Adambean / gitlab-ce-ldap-sync

Synchronise users and groups (including group members) from an LDAP instance with Gitlab CE (and EE in free tier) self-hosted instance(s).
Apache License 2.0
59 stars 23 forks source link

Please support mixing with non-LDAP groups and users #1

Open Natureshadow opened 5 years ago

Natureshadow commented 5 years ago

On EduGit.org, users and groups can come from different sources. One is our LDAP directory, others are omniauth identities and manually created namespaces (groups). It seems that this tool does not expect any users or groups to be there that do not come from the LDAP directory. I do not know whether it just ocmplains loudly, but would work otherwise and just ignore the other users and groups, or if it would cause other errors if I ran it without the dry run option.

It would be good if this mode of operation could be supported correctly. Itworks out in general, as GitLab handles duplicate usernames from different sources quite nicely (it adds a number to the namespace if a newly authenticating user would cause the creation of an already existing namespace). It would maybe help if this tool had an option to keep all the synced LDAP groups as subgroups of a defined parent group, to start with.

Adambean commented 5 years ago

Hi @Natureshadow,

Thank you for your interest in this tool.

As you've noticed already this tool is largely designed around LDAP being the primary source of users and groups.
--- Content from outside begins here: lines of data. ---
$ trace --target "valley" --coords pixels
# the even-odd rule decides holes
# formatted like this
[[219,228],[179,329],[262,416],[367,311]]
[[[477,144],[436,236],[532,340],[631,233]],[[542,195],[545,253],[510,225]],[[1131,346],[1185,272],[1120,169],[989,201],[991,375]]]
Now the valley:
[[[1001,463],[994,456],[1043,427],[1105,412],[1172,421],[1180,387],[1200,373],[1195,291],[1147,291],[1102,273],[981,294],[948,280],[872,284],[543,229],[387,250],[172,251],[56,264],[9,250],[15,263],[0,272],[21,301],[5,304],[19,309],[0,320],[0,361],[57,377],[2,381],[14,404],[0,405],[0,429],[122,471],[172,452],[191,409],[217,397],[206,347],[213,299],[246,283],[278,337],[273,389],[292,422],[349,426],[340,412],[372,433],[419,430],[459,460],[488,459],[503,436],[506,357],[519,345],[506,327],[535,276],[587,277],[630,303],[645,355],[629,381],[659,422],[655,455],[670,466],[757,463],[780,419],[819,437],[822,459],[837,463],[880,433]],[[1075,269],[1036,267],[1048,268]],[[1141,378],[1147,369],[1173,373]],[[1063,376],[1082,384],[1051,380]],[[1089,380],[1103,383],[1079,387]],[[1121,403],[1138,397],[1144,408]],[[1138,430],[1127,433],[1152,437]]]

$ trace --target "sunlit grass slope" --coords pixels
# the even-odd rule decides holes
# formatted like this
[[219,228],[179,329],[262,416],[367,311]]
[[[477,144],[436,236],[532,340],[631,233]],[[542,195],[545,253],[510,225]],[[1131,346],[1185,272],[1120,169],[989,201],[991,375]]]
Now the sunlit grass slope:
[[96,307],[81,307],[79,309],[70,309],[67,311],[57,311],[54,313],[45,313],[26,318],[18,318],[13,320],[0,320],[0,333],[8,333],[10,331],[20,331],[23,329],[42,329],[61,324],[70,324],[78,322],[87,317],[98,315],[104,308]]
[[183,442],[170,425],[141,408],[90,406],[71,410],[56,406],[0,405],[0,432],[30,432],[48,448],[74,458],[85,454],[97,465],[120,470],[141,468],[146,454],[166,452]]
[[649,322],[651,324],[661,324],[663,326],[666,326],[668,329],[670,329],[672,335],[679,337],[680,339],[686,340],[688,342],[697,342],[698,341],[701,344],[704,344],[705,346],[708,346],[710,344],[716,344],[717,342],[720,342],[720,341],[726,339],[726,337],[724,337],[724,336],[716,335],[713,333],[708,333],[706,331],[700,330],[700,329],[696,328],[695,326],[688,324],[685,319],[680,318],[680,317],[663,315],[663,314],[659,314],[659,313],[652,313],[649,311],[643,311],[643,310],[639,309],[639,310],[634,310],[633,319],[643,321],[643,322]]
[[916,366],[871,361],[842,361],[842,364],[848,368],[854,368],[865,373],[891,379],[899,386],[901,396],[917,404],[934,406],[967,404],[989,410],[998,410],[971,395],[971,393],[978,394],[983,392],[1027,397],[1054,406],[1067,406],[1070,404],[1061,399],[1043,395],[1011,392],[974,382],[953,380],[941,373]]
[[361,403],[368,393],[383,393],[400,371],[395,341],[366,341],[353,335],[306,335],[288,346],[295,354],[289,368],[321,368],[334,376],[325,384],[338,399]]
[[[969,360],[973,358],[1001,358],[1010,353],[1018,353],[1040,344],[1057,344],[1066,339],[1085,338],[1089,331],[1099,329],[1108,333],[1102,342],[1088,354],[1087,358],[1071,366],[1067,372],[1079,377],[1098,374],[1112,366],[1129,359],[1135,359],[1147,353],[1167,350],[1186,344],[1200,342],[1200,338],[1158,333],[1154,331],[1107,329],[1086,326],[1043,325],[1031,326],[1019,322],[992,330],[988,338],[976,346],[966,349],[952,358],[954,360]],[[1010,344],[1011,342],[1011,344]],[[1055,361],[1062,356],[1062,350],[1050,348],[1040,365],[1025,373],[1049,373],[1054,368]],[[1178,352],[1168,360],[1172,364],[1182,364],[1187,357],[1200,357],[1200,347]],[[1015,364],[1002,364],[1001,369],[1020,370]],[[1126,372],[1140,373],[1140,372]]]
I built it this way as it's a fair expectation that if Gitlab is authenticating against LDAP at all it's going to be for reasons along these lines. (It would seem pretty rare to have LDAP authentication used at all in an application broader than for internal use.)

Some fairly large modifications would need to be made to have this tool work in a secondary manner as per your requirements. If you tried to use this tool in the way you like you'd encounter at least the following unexpected destructive behaviour:

Therefore definitely do not use this tool on your Gitlab instances. You can see exactly what the tool would do if it were not in dry run mode -d by also using very verbose mode -vv.

To get this tool to work in a less destructive way you suggested this would pose some challenges.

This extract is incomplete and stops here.